I feel so much guilt now when I think of Sean, because it wasn’t until after we stopped speaking that I could see how much pain he must’ve been in. How it wasn’t just my senior year of high school that was destroyed.
It was his as well.
We stayed together through my freshman year in college (his sophomore year). But no matter how hard we tried to be a “normal” couple again…we couldn’t escape our roles of “Jesse the patient” and “Sean the caretaker.”
We haven’t spoken in at least seven years, if not eight. For the first few years after our break-up I would try to reach out every once in a while and see how he was. After all—he’d been practically family. But I got the impression that it wasn’t really good for him to speak to me and eventually stopped.
I deleted him on Facebook in a frenzy of “cancer-versary” anger three Decembers ago. It made me—and still makes me, sometimes—so upset that the only person besides my immediate family members who knows the most intimate details of what went down that year has chosen to leave me and those memories behind.

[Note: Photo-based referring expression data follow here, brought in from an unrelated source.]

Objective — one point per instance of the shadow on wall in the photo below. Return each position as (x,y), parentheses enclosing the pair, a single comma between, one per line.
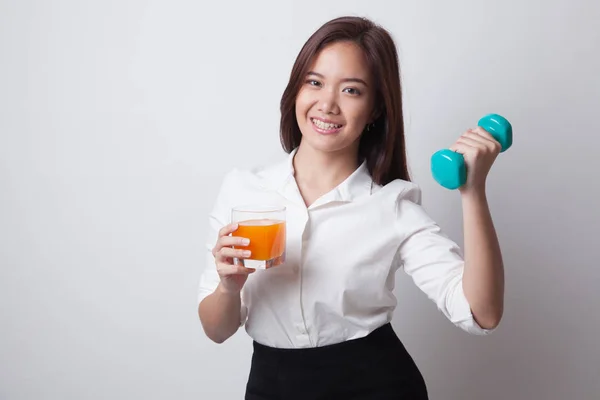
(545,347)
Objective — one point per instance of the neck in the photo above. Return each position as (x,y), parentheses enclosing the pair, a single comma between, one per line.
(323,171)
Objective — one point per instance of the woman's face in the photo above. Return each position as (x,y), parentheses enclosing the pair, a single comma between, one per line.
(336,99)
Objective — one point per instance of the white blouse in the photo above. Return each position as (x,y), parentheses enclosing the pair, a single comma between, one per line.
(342,253)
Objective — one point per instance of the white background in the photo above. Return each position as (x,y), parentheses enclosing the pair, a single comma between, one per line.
(118,120)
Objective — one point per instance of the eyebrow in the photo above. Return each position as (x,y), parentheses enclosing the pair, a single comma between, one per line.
(343,80)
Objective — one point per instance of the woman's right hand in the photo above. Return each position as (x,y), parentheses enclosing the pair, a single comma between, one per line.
(233,277)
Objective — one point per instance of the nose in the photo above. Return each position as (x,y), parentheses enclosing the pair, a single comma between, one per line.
(328,102)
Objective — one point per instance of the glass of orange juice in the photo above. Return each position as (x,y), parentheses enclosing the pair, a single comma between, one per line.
(265,227)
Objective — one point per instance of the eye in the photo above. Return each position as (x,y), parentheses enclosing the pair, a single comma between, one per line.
(352,91)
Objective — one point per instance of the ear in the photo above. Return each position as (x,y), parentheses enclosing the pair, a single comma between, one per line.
(377,111)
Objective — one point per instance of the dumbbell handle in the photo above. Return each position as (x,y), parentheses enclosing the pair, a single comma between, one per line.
(448,167)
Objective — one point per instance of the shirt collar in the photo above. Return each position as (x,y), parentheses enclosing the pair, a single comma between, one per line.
(280,177)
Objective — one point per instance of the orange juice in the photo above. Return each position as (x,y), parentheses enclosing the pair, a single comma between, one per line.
(267,238)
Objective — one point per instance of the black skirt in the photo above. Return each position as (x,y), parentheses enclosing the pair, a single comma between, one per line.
(376,367)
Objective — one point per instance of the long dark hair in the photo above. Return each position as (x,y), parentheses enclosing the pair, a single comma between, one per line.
(383,146)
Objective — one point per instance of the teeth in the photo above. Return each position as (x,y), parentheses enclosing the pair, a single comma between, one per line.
(324,125)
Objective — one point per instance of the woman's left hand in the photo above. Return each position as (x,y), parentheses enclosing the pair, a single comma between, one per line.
(479,150)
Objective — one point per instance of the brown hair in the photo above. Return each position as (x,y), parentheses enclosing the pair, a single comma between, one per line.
(383,146)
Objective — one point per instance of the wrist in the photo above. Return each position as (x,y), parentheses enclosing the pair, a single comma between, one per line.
(474,194)
(223,291)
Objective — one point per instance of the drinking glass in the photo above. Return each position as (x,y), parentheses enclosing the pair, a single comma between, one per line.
(265,226)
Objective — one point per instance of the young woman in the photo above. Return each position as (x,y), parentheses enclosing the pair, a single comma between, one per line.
(321,321)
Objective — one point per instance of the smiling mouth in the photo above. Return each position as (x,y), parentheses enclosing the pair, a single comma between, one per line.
(325,127)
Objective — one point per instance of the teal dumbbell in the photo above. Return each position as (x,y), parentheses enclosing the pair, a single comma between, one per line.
(448,167)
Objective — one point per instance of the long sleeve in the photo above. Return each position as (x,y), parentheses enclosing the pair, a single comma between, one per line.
(433,261)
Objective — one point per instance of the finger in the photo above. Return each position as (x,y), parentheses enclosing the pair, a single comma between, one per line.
(229,241)
(461,148)
(227,229)
(229,269)
(469,141)
(479,131)
(228,252)
(225,241)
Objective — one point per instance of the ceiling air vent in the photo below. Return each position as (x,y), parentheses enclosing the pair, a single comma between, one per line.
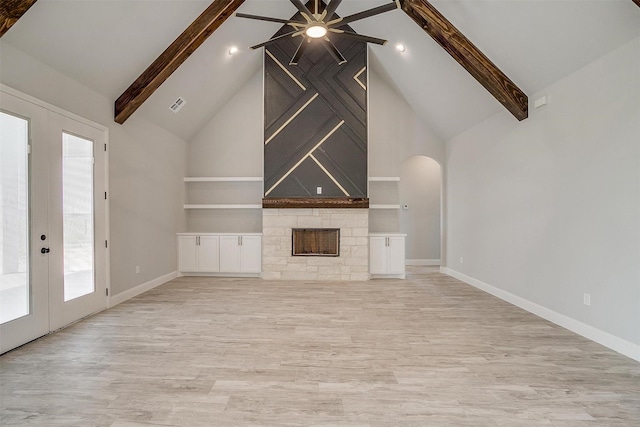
(177,105)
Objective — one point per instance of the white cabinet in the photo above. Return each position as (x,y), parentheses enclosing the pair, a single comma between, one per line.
(198,253)
(386,255)
(240,254)
(219,253)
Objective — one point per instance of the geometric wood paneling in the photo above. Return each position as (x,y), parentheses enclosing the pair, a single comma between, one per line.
(315,120)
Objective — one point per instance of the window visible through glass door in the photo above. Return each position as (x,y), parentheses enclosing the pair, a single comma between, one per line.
(14,218)
(77,210)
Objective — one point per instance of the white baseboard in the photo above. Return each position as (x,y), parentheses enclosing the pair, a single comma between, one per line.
(422,262)
(606,339)
(133,292)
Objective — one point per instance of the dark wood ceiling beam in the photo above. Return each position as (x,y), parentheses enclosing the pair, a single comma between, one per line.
(11,11)
(469,56)
(173,57)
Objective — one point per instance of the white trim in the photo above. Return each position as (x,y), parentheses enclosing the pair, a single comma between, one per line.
(133,292)
(606,339)
(387,276)
(51,107)
(219,274)
(384,179)
(422,262)
(384,206)
(223,179)
(246,206)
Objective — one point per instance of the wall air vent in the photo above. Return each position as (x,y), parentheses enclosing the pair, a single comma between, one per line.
(177,105)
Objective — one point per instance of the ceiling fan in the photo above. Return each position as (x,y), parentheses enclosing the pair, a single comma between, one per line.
(320,27)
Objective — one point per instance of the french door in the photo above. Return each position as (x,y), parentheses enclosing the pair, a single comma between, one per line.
(52,220)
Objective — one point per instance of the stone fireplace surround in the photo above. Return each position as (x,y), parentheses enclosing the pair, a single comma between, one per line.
(278,262)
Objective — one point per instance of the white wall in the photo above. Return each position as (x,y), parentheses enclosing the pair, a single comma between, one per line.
(146,169)
(230,145)
(397,135)
(549,208)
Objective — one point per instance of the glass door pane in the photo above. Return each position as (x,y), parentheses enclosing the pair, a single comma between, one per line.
(14,218)
(77,202)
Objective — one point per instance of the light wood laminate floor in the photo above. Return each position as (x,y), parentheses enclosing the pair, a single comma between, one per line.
(427,351)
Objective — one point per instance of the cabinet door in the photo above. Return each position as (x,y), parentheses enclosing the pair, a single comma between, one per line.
(251,254)
(208,254)
(378,255)
(230,254)
(396,255)
(187,250)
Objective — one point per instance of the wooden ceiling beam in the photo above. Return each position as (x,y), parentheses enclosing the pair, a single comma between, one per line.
(469,56)
(11,11)
(173,57)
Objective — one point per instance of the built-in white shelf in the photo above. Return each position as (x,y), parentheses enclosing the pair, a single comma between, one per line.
(384,206)
(384,178)
(219,206)
(224,179)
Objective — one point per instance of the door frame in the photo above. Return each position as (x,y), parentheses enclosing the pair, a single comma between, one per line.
(107,233)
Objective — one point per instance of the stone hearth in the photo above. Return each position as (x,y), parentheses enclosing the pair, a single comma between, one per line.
(278,262)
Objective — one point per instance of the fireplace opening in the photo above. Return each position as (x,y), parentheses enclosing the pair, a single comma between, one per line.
(315,242)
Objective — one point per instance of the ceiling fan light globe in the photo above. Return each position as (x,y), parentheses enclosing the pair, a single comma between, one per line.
(316,31)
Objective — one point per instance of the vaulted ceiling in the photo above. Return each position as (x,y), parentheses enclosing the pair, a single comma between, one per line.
(106,45)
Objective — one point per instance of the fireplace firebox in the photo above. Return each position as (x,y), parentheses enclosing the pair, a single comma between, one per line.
(315,242)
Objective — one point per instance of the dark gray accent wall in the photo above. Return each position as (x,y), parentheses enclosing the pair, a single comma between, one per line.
(296,161)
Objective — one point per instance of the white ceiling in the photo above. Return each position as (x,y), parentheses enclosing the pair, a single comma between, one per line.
(107,44)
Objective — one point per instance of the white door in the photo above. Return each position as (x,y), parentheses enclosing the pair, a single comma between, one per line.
(229,254)
(53,217)
(208,257)
(24,271)
(250,254)
(77,220)
(378,255)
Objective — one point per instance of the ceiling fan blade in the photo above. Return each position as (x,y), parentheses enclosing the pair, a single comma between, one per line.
(360,37)
(364,14)
(331,9)
(266,18)
(333,50)
(302,8)
(275,39)
(301,48)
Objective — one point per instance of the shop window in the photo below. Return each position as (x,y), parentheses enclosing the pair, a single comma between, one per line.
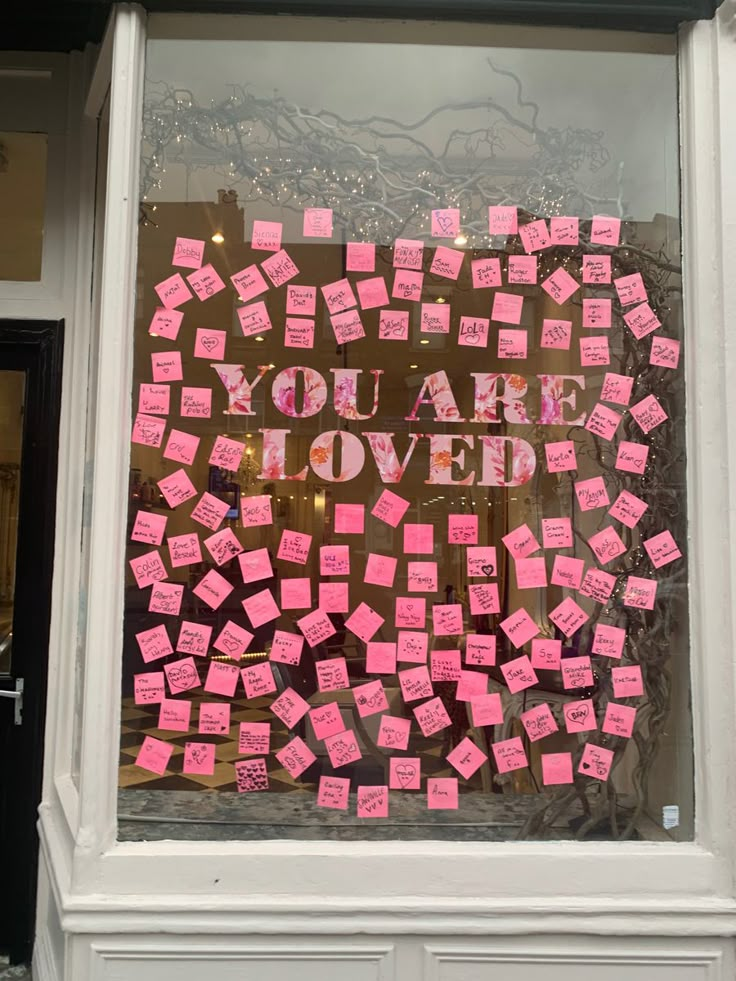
(407,512)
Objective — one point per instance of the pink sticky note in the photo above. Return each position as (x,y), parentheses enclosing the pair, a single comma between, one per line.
(154,755)
(372,293)
(604,230)
(182,675)
(165,323)
(316,627)
(619,720)
(214,718)
(188,253)
(339,296)
(222,679)
(486,710)
(608,641)
(521,542)
(556,768)
(153,400)
(301,301)
(641,320)
(546,653)
(360,257)
(591,494)
(594,351)
(364,622)
(596,269)
(411,611)
(564,231)
(512,344)
(557,533)
(407,285)
(404,771)
(662,549)
(317,223)
(286,648)
(166,598)
(205,282)
(435,318)
(254,738)
(393,325)
(538,722)
(254,320)
(196,403)
(390,508)
(280,268)
(213,589)
(560,285)
(596,313)
(507,308)
(519,674)
(249,283)
(665,352)
(628,509)
(648,413)
(432,716)
(442,793)
(223,546)
(462,529)
(415,683)
(294,547)
(290,707)
(596,762)
(519,627)
(447,262)
(266,236)
(251,776)
(568,616)
(607,545)
(233,639)
(332,674)
(258,680)
(567,572)
(173,291)
(535,236)
(166,366)
(149,688)
(579,716)
(372,801)
(296,757)
(576,673)
(509,755)
(199,758)
(177,488)
(422,577)
(522,269)
(466,758)
(342,748)
(556,334)
(640,593)
(333,793)
(380,570)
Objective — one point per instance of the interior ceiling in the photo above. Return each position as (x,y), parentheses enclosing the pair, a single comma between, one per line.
(66,25)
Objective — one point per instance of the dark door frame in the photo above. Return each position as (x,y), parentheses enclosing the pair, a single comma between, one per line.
(36,348)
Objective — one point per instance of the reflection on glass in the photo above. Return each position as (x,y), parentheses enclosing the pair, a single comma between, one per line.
(12,385)
(457,423)
(22,203)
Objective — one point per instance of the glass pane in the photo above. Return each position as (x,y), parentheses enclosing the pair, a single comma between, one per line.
(456,449)
(12,387)
(22,204)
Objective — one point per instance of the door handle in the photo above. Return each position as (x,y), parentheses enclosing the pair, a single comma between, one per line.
(17,697)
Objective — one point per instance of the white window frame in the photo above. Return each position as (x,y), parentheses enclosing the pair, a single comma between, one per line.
(413,887)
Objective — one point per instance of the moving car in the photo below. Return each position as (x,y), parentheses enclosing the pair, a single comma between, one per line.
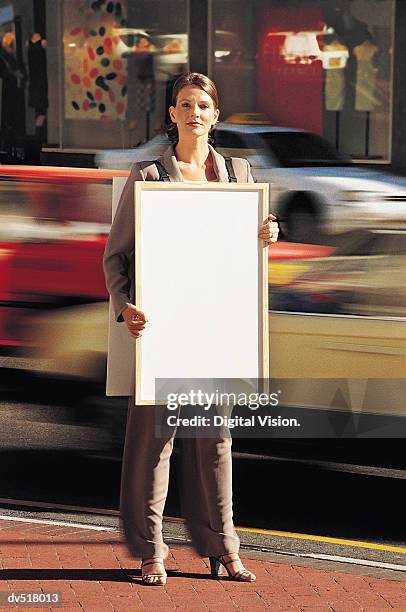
(313,187)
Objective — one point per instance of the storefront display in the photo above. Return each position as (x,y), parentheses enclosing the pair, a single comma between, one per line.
(324,66)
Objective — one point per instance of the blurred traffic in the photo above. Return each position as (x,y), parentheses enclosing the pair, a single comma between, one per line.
(337,302)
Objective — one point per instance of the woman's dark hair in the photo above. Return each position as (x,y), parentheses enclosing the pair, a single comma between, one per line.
(186,80)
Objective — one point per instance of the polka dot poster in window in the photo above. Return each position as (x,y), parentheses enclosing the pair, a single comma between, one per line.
(94,58)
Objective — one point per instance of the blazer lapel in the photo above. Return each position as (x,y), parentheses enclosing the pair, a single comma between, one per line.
(171,165)
(219,166)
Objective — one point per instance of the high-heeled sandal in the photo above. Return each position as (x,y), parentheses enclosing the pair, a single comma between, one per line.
(162,576)
(242,575)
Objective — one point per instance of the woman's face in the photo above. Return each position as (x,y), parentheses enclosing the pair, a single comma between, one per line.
(194,113)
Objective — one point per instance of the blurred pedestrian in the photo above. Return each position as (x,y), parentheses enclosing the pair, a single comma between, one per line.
(12,96)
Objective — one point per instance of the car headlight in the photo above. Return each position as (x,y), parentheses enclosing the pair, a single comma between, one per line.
(359,196)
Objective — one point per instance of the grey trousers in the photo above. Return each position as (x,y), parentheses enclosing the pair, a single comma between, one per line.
(206,489)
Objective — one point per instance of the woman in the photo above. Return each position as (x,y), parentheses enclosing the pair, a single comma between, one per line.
(206,463)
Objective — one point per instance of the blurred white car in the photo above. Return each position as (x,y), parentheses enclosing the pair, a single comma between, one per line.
(313,187)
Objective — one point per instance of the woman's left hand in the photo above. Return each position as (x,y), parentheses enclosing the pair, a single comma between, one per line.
(269,230)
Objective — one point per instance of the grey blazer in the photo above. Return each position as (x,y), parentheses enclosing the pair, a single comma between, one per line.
(118,260)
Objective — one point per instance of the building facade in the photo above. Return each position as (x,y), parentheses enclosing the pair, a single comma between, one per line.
(331,66)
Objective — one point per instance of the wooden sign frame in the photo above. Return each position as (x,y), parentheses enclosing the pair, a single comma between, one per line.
(162,232)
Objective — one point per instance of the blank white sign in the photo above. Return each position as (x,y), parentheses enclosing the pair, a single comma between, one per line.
(201,281)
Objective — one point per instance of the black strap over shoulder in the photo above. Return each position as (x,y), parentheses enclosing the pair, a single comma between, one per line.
(230,170)
(163,175)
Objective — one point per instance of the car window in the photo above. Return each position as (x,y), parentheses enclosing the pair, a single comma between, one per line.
(365,276)
(296,149)
(237,140)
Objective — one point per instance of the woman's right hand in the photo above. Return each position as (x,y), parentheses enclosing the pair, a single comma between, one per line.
(135,320)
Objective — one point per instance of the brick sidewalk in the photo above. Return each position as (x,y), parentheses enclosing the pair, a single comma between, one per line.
(91,570)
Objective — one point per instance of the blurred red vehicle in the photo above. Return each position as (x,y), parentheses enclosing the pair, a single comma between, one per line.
(53,228)
(53,300)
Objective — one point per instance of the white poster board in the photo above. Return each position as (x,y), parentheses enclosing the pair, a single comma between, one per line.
(201,280)
(121,349)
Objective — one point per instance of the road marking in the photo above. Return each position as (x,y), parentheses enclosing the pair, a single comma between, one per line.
(281,534)
(326,539)
(380,564)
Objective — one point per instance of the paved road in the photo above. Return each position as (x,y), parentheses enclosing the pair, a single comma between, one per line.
(59,447)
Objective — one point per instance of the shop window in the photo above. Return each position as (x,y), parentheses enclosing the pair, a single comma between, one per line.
(324,66)
(112,63)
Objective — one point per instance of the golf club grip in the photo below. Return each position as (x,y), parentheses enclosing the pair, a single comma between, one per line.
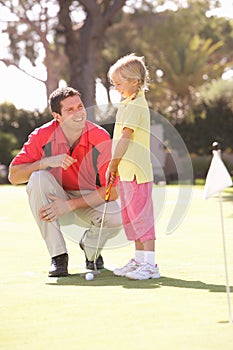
(108,191)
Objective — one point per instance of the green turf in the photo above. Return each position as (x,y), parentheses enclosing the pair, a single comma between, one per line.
(185,309)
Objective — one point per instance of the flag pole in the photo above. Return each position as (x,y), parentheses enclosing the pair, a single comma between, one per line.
(216,147)
(225,260)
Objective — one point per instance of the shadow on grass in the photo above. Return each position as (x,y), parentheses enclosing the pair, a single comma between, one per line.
(107,279)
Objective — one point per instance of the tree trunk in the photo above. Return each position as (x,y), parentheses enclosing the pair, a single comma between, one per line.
(83,46)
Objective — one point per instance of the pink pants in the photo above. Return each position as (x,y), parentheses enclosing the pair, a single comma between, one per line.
(137,210)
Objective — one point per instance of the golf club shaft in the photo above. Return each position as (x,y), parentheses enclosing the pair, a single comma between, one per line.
(106,198)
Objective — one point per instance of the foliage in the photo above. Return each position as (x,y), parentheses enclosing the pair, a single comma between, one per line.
(212,119)
(15,126)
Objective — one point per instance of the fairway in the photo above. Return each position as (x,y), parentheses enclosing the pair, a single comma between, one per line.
(185,309)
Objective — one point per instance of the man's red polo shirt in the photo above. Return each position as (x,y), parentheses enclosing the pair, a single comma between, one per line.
(93,153)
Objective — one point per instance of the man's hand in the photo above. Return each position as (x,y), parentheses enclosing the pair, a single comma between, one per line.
(62,160)
(55,209)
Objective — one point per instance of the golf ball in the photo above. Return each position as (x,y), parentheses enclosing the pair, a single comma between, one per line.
(89,276)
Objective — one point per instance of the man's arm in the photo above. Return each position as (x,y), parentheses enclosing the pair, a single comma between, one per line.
(20,173)
(58,207)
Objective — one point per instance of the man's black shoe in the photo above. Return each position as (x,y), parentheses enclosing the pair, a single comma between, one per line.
(99,263)
(90,264)
(59,266)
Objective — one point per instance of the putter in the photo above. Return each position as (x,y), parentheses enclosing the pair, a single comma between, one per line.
(106,199)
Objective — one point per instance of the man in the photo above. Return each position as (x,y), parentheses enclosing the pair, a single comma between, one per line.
(64,164)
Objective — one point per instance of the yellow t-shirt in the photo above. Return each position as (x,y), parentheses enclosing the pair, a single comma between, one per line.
(135,115)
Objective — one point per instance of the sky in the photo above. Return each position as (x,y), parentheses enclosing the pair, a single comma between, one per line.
(27,93)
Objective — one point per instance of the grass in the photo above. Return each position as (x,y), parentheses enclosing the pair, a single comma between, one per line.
(185,309)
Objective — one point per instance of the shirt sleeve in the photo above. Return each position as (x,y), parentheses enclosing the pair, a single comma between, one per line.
(31,150)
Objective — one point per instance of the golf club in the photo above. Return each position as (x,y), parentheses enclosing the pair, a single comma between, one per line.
(106,199)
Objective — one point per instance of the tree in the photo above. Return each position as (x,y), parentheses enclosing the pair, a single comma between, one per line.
(83,45)
(30,29)
(71,45)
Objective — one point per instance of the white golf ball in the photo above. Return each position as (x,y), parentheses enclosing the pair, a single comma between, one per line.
(89,276)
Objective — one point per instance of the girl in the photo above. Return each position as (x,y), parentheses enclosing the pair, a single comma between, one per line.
(131,161)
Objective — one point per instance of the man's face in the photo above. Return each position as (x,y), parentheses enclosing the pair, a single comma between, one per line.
(73,114)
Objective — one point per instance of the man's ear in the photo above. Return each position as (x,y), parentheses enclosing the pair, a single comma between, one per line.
(56,116)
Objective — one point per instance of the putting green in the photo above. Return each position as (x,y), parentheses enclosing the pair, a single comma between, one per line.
(185,309)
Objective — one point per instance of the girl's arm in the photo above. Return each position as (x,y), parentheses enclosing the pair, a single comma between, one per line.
(120,149)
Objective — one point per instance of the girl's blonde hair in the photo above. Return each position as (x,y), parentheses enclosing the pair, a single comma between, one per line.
(131,67)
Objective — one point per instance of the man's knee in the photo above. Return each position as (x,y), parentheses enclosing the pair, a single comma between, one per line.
(39,180)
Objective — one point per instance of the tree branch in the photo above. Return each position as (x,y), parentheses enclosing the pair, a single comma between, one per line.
(10,63)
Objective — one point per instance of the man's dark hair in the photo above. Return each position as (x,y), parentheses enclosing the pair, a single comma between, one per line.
(59,95)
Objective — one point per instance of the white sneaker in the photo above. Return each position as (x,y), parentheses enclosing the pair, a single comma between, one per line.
(145,271)
(129,267)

And then I realize I’m not upset by it. I’m jealous.
I am so jealous that he has the option to put those memories in the past…but I’m forced to live with them forever. At every check up. At every twinge in my back. At every painful muscle spasm. And every time I set foot in my own home.
I can’t escape it…but Sean could. And I’m glad he did. He chose to fight the fight by my side, and that was more than he ever needed to do. So he should get to choose to leave it behind. I don’t know if he’ll ever see this, but if he does:
Sean—Thank you for everything you did for me and my family. Please don’t ever think we could forget. We never, ever forget. I said earlier that my grandmother is one of the best people I’ve ever known…you are, too.